Come insegna il colosso dello sport Adidas, “impossible is nothing”, anche far lavorare gratis una moltitudine di disperati in fuga per sopravvivere. L’ipercapitalismo attuale, incontrastato monopolizzatore delle immagini (e quindi dell’immaginario), proprio attraverso le immagini riesce a rendere redditizia persino la disperazione.
Hanno una comune peculiarità le decine di fotografie riguardanti i profughi che, ogni giorno, affollano i giornali: molti di loro sono (già) marchiati a causa della primaria necessità di dover indossare qualcosa, provando magari a non morire di freddo. Adidas, Nike, Puma, Dolce e Gabbana, Chanel… siano essi capi firmati o contraffatti, la pubblicità si introduce silenziosa su barconi alla deriva e nelle frontiere protette da filo spinato, captando la nostra attenzione (e il nostro tempo) per accrescere la loro notorietà, misurata dagli indici di borsa.

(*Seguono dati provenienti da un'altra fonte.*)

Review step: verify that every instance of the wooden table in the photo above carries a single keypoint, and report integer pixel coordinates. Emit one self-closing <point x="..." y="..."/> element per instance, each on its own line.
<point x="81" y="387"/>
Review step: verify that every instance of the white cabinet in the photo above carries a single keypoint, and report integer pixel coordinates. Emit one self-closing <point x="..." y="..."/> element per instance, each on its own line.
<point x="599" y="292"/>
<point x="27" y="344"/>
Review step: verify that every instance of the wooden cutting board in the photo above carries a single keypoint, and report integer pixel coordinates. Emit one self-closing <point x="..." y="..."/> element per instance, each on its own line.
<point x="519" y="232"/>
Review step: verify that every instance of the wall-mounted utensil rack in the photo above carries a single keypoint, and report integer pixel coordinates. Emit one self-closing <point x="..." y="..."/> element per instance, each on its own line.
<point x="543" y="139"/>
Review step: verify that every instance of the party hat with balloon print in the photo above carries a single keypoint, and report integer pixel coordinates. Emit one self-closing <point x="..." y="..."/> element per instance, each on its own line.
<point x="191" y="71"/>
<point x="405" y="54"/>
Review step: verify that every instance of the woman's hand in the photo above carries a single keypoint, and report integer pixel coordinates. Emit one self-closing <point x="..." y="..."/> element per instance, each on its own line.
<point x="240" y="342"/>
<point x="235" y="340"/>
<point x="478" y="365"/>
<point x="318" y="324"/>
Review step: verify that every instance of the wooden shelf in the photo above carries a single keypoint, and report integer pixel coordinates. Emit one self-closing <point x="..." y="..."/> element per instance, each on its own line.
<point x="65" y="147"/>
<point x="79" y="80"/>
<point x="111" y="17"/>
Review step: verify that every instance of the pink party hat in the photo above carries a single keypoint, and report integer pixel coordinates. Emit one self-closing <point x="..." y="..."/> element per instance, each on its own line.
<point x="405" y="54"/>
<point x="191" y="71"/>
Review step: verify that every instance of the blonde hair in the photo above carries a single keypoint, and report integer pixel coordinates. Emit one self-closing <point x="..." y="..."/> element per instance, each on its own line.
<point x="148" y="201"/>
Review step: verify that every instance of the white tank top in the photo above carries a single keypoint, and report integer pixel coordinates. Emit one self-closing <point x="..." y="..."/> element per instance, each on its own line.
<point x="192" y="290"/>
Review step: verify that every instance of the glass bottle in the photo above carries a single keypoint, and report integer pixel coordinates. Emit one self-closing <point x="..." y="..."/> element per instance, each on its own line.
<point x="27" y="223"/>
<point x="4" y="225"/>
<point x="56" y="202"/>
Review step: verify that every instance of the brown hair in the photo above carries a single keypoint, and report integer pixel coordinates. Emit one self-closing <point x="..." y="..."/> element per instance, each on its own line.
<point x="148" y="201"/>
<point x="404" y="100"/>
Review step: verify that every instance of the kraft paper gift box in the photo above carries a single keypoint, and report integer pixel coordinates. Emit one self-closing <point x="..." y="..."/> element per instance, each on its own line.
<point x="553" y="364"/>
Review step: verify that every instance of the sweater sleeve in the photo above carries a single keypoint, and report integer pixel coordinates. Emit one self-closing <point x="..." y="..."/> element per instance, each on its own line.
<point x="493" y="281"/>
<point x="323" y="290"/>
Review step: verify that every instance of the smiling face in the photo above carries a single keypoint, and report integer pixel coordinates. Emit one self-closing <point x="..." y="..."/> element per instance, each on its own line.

Cercare di vestirsi senza diventare dei sandwich man oggi è impresa quasi impossibile, perché una marca non è un semplice etichetta, ma un portatore ormai imprescindibile di plusvalore. Racchiude in sé un racconto di qualità ed eccellenza creato attraverso investimenti da milioni di dollari: spot hollywoodiani, pubblicità di ogni tipo, contratti con gli atleti più famosi. L’obiettivo è quello di nascondere, manipolando il nostro immaginario, la realtà di un prezzo gonfiato ad arte (una scarpa Nike da 70 dollari ha un valore di produzione di 16). Il pubblicitario Dan Wieden ha raccontato dove nacque l’idea per uno degli slogan più celebri di sempre, probabilmente il più longevo: “Just do it”. Il 7 gennaio 1977, nello Utah venne condannato a morte Gary Gilmore, accusato di aver ucciso un benzinaio e un albergatore nel corso di due distinte rapine. Quando gli venne chiesto di pronunciare le sue ultime parole, rispose “facciamolo e basta”. Morì davanti a un plotone formato da cinque agenti di polizia, e non gli vennero mai pagati i diritti d’autore. Adesso la storia si ripete, magari scritta sulla t-shirt di tanti altri condannati a morte: “Just do it”, sperando che il gommone non affondi.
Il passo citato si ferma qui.